A review by tittypete
The Gulag Archipelago Volume III by Aleksandr Solzhenitsyn

4.0

So this is the third 600 pager in a set of three 600 pagers. So I gotta be upfront and say I probably suffer from significant “gulag musings” fatigue. Book three carries on the literary snark of the first two and tells us a about a bunch more horrible shit the Russians did to each other. Things like Katorga. Katorga was when people didn’t like you so much that they were positive you were unfixable by normal prison stuff and had to be worked all the way to death. So that what they did. Made you dig gold or cut trees or dig a pointless canal till you died. Lesson learned.

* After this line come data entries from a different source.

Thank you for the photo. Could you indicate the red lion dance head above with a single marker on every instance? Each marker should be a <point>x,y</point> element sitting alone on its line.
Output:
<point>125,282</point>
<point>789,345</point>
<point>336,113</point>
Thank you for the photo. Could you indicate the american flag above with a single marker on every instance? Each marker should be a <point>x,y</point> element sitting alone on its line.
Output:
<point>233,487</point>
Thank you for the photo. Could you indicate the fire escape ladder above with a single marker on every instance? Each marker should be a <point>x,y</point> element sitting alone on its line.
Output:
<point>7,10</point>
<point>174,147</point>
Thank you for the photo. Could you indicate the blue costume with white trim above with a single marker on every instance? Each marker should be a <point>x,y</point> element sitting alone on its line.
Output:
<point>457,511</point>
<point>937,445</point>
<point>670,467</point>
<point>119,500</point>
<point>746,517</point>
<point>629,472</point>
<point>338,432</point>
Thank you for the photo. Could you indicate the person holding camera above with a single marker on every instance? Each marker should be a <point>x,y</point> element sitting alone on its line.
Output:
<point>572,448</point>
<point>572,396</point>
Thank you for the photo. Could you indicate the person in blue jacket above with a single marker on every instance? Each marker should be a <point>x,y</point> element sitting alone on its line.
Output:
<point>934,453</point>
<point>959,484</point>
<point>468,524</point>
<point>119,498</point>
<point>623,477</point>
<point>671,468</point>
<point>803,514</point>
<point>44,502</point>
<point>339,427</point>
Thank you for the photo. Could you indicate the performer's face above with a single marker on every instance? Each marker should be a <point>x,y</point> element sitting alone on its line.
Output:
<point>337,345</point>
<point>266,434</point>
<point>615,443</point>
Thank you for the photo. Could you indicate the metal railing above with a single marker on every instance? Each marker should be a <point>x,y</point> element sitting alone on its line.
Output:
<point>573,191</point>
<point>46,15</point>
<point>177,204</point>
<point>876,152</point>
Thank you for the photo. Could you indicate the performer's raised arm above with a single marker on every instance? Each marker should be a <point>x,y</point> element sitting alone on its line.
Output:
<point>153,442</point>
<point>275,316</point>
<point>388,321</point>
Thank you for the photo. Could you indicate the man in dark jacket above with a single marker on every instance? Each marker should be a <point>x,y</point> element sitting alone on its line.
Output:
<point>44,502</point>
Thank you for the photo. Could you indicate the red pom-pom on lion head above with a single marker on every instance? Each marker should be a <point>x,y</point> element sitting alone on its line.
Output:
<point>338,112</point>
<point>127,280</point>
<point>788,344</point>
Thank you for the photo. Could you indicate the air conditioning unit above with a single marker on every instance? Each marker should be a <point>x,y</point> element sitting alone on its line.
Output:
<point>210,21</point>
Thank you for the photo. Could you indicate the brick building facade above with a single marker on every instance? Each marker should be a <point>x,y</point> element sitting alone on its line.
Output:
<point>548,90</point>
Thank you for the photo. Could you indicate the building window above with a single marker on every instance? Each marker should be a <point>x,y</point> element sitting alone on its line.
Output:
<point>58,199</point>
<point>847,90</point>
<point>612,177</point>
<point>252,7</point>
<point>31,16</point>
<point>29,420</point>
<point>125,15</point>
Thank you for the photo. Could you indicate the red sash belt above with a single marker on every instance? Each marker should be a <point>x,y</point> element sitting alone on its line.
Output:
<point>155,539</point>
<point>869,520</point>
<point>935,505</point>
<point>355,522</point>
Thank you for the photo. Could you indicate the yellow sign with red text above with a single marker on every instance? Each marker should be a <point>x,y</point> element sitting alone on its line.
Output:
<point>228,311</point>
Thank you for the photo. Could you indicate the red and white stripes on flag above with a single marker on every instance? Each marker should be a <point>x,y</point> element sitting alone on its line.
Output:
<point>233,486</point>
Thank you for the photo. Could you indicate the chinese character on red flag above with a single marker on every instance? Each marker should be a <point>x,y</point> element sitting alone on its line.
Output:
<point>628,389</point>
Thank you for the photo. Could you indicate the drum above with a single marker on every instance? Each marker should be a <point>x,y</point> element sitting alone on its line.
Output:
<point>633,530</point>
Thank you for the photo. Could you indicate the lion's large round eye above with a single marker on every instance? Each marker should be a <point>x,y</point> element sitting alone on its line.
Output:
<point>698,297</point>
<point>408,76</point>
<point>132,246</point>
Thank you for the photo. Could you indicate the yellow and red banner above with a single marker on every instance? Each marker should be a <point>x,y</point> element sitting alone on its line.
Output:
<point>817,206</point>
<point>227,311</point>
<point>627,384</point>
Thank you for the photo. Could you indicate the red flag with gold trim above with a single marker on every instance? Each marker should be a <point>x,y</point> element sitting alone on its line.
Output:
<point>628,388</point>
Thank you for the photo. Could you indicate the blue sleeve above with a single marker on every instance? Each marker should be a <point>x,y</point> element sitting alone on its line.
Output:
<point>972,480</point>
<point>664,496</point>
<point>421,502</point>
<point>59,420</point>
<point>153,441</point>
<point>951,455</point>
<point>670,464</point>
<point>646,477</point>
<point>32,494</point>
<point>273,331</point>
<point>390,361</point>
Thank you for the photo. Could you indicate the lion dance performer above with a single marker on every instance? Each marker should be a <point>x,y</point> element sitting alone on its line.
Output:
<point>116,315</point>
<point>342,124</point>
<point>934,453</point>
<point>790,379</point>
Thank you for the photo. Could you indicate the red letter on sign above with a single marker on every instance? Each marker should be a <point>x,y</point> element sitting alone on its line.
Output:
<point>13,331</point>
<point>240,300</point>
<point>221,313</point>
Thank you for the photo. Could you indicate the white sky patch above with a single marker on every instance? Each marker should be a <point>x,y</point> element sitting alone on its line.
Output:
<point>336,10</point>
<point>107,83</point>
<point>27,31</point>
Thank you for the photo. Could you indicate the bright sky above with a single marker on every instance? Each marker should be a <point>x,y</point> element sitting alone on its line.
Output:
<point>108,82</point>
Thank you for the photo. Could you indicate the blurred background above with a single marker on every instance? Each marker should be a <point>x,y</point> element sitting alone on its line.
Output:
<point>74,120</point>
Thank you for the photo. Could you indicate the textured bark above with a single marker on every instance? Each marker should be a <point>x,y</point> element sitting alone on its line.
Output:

There’s a section titled “Why did we stand for it?” To which AS says, ‘we didn’t! That’s why there were so many of us in the damn thing.’ He talks at length about escape attempts. Dudes running around in the freezing cold trying to get different clothes and fake papers but then getting caught and having to go back to shitsville. Evidently after you arrest everyone it’s hard to find guards for the camps so they had kids do it. And this turned the kids into amoral sadists. Another reason Russians are terrifying.

Solz digs into the Kengir uprising. This was a supposedly meaningful bit of ‘tude sporting that changed the scene. Meanfulness part one: there was an unusual alliance between normal criminals and political criminals. Usually the normal Russian criminals were people that preyed on the more bookish political and tried to sex them up the buns and stuff but this time they both decided it sucked to be slave laborers in Kazakhstan. Meaningfulness part two: The Kengir uprising was ‘noted for its pragmatism and thoughtful propaganda.’ For a prison revolt, it was sort of a humble request. Rather than going all in on “damn the man” rhetoric the prisoners were more like “hey we’re cool with the man but could we just get back the rights the man wrote in the constitution a while back?” Meaningfulness part three: The heavy handed response of the state. So these poor fuckers lived it up for 40 days of freedom till the goddamn Red Army came in with tanks and killed the shit out of everyone. Like 500-700 people according to the people that didn’t get killed. Of course the authorities said it was only a couple dozen, no biggie. Therefore his became an event that help show the Soviets that Stalinism wasn’t super functional.

A few more snarky asides and we hear about exile and how awkward it is. And how life is not a whole bunch better on the outside because people are so scarred and their families didn’t even know they were alive. Soviet life seems to suck on both ends.

Then … Stalin is dead and everybody reflects back is like, shit that was fucked. But in a more literary style.

This was an exhausting push. But when I finally got the turd out, I nearly had an orgasm. It’s a lot to digest but the style and the subject manner keep it worthwhile.

Bear down and get splashy with snarky Russian history.